'Very fine natural hair,' she observed. 'Your Gorgeousness will see at once that it has never been dyed.'
She took one of Zoë's plaits in her hand, and the girl shrank a little at the touch.
'Let her alone!' Zeno said sharply. 'I am not blind.'
'It is her business to show me,' Zoë answered for her, in a tone of submission.
'Tell me your story,' he said in a lower tone. 'Do not be afraid! no one shall hurt you.'
'It shall not be her business much longer,' replied Zeno, almost to himself.

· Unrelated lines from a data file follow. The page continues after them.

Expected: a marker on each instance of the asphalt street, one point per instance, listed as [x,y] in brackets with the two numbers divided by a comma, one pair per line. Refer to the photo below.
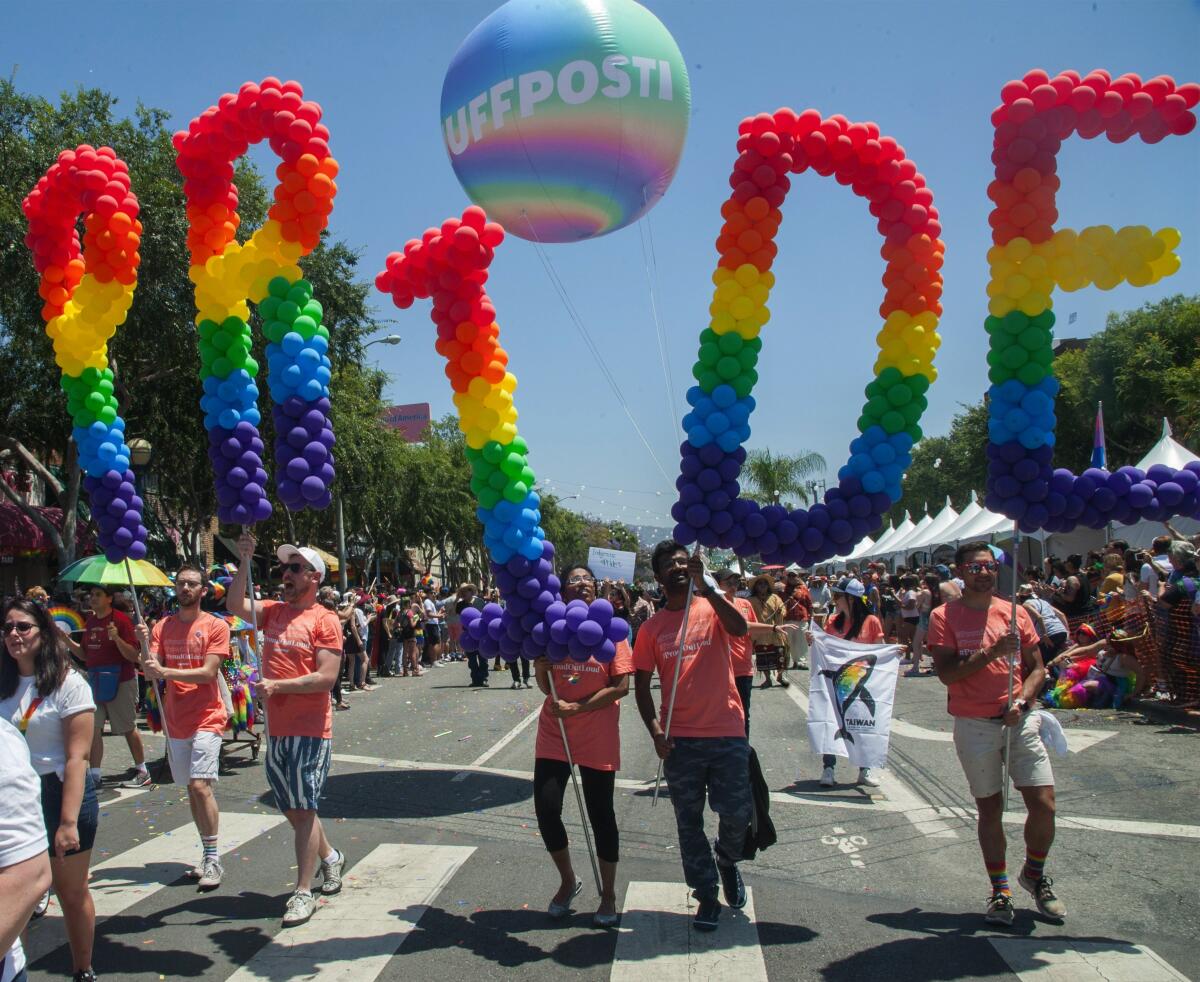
[430,797]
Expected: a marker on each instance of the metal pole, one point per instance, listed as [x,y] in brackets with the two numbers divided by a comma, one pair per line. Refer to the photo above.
[575,784]
[342,575]
[675,684]
[145,651]
[1012,660]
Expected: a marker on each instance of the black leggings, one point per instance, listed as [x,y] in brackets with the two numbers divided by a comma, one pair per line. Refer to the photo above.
[550,779]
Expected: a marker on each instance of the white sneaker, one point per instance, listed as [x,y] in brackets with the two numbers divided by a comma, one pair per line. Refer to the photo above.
[300,909]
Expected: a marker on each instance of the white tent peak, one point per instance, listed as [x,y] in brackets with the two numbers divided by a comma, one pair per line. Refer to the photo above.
[1167,451]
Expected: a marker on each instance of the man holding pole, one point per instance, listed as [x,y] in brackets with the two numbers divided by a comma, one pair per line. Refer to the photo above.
[301,656]
[701,732]
[985,652]
[186,651]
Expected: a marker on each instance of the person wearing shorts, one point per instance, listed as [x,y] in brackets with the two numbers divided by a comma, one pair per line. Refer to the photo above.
[109,651]
[186,651]
[972,644]
[301,656]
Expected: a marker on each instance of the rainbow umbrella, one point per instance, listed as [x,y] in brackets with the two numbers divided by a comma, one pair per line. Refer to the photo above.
[96,569]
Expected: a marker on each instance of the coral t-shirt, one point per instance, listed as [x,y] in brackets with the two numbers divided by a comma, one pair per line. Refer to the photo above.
[870,633]
[100,650]
[291,641]
[595,736]
[707,704]
[955,626]
[192,706]
[742,648]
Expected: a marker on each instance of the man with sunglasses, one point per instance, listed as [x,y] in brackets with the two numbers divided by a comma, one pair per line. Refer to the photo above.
[301,657]
[186,651]
[972,642]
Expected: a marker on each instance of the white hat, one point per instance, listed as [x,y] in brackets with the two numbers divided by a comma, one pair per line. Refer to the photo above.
[286,554]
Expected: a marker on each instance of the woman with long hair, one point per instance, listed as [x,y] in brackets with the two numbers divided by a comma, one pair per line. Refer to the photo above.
[52,705]
[852,621]
[588,693]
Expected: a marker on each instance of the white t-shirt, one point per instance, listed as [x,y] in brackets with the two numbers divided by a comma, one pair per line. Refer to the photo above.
[1149,575]
[47,748]
[22,826]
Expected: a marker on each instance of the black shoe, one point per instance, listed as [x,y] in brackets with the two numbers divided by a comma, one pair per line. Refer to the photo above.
[708,914]
[732,886]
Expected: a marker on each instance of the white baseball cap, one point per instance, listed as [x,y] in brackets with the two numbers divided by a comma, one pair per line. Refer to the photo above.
[286,554]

He suddenly turned away from her, went to the open window, and looked out, laying one hand on the iron bars. It was not often that he hesitated, but he found himself faced by a very unexpected difficulty. He was executing a commission for a friend, and if he bought a slave with his friend's money, he should feel bound in honour to send her to her new master at the first opportunity. On the other hand, though it was perfectly clear from the girl's behaviour that she expected no better fate, he was intimately convinced that in some way a great wrong was being done, and he had never yet passed a wrong by without trying to right it with his purse or his sword. Clearly, he was still at liberty to buy Zoë for himself, and take her to his home; yet he shrank from such a solution of the problem, as if it were the hardest of all. What should he do with a young and lovely girl in his house, where there were no women, where no woman ever set foot? She would need female attendants, and of course he could buy them for her, or hire them; but he thought with strong distaste of such an establishment as all this would force upon him. Besides, he could not keep the girl for ever, merely because he suspected that she was born a lady and was the victim of some great injustice. She denied that she was. What if she should persist in her denial after he had bought her to set her free? What if she really had no family, no home, no one to whom she could go, or wished to go? He would not turn her out, then; he would not sell her again, and he should not want her. Moreover, he knew well enough that it was not his nature to go on leading the peaceful life of a merchant much longer, even if the threatening times would permit it. He had always been as free as air. As he was now living, if it should please him to leave Constantinople, he could do so in twenty-four hours, leaving his business, though at a loss, to another merchant—for he had prospered. But it would be otherwise if this girl were in the house, under his protection, and it never occurred to him, after he had looked into her eyes, that she could live under his roof except in order that he might protect her—protect her from imaginary enemies, right imaginary wrongs she had never suffered, and altogether make of her what she protested that she was not.
It was absurd to think of such a thing, and having come to this conclusion in a shorter time than it has taken me to describe his thoughts, he turned abruptly with the intention of buying her for Marco Pesaro's account.